Aún sin terminar de comprenderlo del todo, nos damos cuenta de que ese silencio de voces, trabajos y caminos tiene un sentido: cuidarnos, cuidar a los más expuestos, prevenir un mal que es también silencioso, y que está sacudiendo a la entera humanidad.

Pero también está asomando el miedo: ¿Qué real entidad tiene todo esto que vivimos? ¿Y el futuro? ¿Y el trabajo? ¿Y nuestra vida? ¿Cómo emergerá la humanidad de esta prueba? ¿Y nuestra Argentina?

Es una verdadera encrucijada de caminos. Comenzamos a advertir que estamos ante decisiones que implican la vida. Empezamos a intuir que, a nuestra generación se le está pidiendo sembrar pensando que otros cosecharán.

Es un desafío. Una responsabilidad. No ha madurado de a poco, sino que, con un ritmo vertiginoso, ha caído sobre nosotros, exigiéndonos decisiones rápidas, a las que no estamos habituados.
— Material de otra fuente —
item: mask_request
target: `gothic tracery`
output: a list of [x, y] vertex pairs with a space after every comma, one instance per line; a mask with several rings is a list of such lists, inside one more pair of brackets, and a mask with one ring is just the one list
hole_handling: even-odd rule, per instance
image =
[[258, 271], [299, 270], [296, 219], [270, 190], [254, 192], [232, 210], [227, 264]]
Incluso más: tal vez hemos ido adormeciendo nuestra capacidad de mirar más allá de nosotros, de nuestro tiempo y de nuestras satisfacciones inmediatas.

Pero, ese tiempo ha llegado de improviso y nos está urgiendo…

Los que somos discípulos de Jesús sabemos que nuestra fe y la Pascua, que estamos a punto de celebrar, no se desentienden de esas vivencias. Más aún: es precisamente en ese humus donde la fe madura, donde la Pascua echa raíces y muestra todo su sentido y vigor.

Porque Pascua es paso de Dios por la vida. Y un paso que le roba a la muerte su poder destructor, porque hace surgir la vida desde la entraña misma de la tumba. Vence el miedo. Todos los miedos. Es luz matinal que, tenue pero firme, disipa las tinieblas más oscuras.

Pascua es Cristo en nosotros, y nosotros en Él.

No podremos estar físicamente en nuestros templos. Estaremos en familia, o tal vez solos (así muchos, de hecho, viven su fe hoy). Algunos estarán en la calle, en los hospitales como servidores o como enfermos. Pero Cristo que pasa estará allí, con cada uno de nosotros. Porque Dios está donde están los hombres, donde hay humanidad que sufre y que se entrega.

Este año celebraremos Pascua. No lo dudemos siquiera.